Speaking of events I should have mentioned beforehand, last Friday I went to see Peter Simatei (whom I am co-hosting with Katwiwa Mule from Smith) and the other fellows in the African Scholars Program. All of the scholars are doing pretty exciting stuff: Peter and Afis Ayinde Oladosu are both doing literary projects, with Peter looking at literature and the East Indian Diaspora in East Africa, and Afis working on nationalism in Sudanese literature. Imani Sanga, meanwhile, is an ethnomusicologist, working on popular church music in Tanzania, particularly Dar es Salaam.
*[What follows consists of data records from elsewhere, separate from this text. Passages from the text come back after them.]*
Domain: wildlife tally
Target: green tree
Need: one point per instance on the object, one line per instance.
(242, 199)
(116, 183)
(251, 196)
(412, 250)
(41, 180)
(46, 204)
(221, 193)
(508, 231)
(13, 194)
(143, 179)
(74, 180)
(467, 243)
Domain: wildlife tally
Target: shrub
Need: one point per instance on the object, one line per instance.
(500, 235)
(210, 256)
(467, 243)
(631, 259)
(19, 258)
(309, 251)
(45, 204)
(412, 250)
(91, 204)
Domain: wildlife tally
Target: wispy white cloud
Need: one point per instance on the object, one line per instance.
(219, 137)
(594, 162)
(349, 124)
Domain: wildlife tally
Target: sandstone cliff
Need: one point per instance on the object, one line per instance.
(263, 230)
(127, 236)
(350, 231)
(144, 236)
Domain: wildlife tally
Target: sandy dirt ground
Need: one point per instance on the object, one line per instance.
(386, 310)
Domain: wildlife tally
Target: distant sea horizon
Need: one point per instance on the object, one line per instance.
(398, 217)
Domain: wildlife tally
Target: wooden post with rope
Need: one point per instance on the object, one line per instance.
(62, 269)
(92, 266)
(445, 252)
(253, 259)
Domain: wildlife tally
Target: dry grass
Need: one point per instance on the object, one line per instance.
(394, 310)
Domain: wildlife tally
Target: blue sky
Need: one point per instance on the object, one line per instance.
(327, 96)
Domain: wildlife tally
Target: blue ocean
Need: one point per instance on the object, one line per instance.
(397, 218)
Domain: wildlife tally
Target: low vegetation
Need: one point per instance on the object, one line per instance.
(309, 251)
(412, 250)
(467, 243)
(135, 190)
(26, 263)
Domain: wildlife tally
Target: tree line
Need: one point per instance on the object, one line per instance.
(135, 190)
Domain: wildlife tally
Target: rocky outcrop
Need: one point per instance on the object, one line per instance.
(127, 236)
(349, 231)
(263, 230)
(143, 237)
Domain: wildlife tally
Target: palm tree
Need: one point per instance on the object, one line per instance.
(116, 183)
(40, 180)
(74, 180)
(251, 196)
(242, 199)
“NIKKY FINNEY’s poems provide glimpses into the human adventures of birth, death, family, violence, sexuality, and relationship, exploring the soul of human community. They point out the constants we share and appeal for more compassion, reaching from the personal into the collective with equal measures of love and rage. Writes Walter Mosely, “She has flung me into an afterbirth of stars and made my stiff bones as loose as jelly.” Author of four books, most recently The World is Round, Finney is a founding member of the Affrilachian Poets, a group of Appalachian writers of African descent. Professor of Creative Writing at the University of Kentucky, she is this year’s Grace Hazard Conkling Writer-in-Residence at Smith College.”